Thank you for posting this. I just received a new laptop for my birthday and it`s a Lenovo! My daughter`s friend helped set it up and quickly removed that fish thing.
Absolutely. Make an image copy right away after your own apps installation and you have an install image with whatever base software you know you'll be using. If you back up your personal data to an external device you can flush your system whenever you like. I do it just to keep teh cruft down.
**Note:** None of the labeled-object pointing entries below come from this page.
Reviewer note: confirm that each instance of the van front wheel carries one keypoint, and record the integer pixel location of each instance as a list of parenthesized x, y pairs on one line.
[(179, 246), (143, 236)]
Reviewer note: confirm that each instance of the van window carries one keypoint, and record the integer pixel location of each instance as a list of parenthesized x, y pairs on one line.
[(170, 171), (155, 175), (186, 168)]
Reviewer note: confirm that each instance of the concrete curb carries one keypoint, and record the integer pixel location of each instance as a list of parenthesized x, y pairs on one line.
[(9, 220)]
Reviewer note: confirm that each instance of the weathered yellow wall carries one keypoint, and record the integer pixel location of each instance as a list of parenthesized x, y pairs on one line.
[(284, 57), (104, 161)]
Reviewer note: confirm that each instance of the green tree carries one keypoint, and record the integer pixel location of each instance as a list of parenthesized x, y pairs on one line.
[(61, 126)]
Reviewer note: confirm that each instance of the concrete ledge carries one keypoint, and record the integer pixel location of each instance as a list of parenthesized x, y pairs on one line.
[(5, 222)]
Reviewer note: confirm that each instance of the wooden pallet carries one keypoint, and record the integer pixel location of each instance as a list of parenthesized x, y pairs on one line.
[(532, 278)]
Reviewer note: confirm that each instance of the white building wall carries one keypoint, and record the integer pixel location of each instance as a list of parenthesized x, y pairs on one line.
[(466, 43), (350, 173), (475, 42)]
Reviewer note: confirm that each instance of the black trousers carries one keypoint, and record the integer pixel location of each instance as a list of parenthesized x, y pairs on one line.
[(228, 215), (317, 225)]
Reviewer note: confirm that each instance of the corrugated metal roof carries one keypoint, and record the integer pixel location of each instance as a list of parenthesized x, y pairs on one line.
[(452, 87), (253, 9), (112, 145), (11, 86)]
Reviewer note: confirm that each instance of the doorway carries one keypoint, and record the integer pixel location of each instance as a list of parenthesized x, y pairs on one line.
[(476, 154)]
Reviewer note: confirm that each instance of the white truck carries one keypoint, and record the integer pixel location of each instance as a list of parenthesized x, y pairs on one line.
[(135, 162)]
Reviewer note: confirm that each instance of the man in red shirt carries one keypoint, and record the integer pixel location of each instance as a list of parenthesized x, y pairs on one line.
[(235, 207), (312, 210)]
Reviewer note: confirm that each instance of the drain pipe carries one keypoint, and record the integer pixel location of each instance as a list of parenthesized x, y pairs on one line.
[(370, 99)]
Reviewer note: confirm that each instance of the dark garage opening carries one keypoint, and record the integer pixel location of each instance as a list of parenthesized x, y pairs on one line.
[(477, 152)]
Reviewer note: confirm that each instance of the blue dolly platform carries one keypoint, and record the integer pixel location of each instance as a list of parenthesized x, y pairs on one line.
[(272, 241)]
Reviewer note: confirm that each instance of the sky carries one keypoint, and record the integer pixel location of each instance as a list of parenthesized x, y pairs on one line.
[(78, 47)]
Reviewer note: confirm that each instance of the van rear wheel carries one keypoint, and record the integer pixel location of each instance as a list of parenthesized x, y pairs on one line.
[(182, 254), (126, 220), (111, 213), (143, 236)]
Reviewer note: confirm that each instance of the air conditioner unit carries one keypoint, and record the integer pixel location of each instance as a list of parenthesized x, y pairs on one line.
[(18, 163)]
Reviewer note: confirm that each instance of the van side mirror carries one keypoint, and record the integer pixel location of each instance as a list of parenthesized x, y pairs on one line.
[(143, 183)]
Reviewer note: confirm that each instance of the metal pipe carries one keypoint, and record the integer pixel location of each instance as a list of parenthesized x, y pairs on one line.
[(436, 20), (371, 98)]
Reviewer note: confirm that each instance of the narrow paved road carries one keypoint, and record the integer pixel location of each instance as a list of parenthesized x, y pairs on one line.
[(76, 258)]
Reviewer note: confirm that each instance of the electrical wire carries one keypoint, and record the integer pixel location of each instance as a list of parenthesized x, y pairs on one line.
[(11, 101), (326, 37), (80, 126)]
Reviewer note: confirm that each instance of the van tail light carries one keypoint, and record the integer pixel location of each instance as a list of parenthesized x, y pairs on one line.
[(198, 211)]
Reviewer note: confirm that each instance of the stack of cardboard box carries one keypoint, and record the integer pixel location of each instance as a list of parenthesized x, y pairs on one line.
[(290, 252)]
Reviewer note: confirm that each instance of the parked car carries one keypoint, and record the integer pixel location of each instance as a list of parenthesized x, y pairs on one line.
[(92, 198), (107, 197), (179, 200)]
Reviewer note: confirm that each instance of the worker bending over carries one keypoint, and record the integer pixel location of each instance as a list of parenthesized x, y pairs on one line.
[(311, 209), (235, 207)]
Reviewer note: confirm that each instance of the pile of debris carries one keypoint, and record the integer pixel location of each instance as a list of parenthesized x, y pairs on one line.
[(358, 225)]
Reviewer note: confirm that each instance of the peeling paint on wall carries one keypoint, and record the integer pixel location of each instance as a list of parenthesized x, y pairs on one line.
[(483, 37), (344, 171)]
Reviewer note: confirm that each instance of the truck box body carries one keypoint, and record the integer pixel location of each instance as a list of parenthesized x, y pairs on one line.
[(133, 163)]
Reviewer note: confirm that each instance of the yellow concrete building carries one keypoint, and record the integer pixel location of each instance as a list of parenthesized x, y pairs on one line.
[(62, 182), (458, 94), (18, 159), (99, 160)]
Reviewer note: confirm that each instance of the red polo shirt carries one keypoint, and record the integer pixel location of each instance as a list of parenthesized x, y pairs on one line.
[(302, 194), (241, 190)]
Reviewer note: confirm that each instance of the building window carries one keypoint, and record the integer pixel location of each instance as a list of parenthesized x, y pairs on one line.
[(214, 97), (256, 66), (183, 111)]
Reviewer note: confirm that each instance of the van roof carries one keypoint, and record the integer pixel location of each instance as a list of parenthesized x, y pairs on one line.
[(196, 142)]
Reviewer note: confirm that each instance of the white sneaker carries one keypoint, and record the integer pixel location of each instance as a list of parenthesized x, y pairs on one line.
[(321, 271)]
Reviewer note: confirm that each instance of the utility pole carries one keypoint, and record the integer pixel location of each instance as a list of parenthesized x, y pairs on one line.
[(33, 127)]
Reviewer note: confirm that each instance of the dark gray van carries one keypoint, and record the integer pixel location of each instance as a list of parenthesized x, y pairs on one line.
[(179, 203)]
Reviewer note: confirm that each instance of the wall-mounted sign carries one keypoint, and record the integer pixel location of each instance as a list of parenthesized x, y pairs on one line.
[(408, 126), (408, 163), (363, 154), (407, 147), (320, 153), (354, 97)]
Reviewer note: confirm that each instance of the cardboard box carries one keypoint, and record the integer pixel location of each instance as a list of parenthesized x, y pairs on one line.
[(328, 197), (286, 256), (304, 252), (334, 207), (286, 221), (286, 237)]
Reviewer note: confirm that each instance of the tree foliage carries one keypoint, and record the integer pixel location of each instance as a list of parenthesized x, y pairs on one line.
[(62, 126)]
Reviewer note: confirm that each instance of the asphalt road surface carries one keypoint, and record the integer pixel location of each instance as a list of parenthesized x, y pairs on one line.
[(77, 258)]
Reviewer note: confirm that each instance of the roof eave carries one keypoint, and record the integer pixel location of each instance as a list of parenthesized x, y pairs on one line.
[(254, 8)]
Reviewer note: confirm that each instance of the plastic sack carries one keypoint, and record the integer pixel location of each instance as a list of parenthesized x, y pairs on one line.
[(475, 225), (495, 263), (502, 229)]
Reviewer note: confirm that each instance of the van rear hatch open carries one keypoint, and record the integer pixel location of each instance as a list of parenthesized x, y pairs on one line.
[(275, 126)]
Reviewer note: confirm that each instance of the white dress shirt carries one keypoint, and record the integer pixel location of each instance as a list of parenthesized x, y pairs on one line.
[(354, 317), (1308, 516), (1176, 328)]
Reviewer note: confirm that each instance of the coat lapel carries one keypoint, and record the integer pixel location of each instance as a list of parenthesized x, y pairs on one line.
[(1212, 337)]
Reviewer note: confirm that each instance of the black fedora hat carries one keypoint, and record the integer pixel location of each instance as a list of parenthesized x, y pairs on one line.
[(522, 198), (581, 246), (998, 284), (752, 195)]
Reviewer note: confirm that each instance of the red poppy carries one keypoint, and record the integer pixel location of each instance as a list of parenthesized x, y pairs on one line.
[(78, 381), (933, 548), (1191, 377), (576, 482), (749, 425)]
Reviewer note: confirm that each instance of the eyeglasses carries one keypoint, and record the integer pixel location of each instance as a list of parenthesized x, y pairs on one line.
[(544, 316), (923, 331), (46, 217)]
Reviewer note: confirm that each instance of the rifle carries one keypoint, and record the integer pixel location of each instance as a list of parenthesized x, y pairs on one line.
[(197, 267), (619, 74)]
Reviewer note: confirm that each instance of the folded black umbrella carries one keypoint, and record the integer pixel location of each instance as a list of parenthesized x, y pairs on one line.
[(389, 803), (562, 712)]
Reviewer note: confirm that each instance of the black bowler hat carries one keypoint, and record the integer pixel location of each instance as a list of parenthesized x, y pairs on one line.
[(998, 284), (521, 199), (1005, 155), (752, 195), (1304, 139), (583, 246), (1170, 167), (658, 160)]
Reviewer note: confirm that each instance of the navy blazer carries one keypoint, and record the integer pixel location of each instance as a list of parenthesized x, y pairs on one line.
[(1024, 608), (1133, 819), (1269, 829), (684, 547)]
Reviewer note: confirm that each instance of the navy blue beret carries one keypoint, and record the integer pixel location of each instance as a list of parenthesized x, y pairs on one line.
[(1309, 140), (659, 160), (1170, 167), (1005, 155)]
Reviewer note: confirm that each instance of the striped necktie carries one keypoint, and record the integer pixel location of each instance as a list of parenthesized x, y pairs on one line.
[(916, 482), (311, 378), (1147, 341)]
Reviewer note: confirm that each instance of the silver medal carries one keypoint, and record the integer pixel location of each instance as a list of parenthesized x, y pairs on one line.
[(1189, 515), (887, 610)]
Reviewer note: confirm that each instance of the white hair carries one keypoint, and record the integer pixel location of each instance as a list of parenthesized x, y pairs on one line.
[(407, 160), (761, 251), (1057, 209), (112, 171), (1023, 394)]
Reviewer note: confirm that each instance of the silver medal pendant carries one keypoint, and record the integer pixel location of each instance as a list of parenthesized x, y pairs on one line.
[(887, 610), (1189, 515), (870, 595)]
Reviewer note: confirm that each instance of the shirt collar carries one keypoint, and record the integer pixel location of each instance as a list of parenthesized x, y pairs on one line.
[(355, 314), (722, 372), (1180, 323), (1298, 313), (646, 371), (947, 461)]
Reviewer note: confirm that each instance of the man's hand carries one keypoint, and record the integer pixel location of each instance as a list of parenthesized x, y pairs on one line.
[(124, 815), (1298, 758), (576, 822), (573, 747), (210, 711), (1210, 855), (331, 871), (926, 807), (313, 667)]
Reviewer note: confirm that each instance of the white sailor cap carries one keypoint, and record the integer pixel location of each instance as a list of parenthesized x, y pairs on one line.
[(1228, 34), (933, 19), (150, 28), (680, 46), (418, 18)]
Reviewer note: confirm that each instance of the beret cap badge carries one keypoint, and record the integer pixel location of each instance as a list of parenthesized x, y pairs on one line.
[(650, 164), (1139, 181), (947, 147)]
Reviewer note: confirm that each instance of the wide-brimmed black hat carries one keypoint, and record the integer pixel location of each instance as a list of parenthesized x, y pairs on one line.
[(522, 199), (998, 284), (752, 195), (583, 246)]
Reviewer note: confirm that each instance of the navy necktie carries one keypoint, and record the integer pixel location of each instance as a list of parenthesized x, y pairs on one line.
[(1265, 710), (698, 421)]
How to remove the dangerous Superfish adware preinstalled on Lenovo PCs ... How do I know if my Lenovo PC has Superfish preinstalled?
Ditch that troublesome root certificate.
I use to recommend AVG anti-virus software but they now install the AVG toolbar which is impossible to remove without the program below. Sure AVG gives you instructions on how to remove but they do not actually remove the toolbar.
Use this program to get rid of it.
adwcleaner. http://www.bleepingcomputer.com/download/adwcleaner
Use the free Avast antivirus antispyware.
Kind of difficult for your average Windows Luser. No CD to be had unless you know how to get one.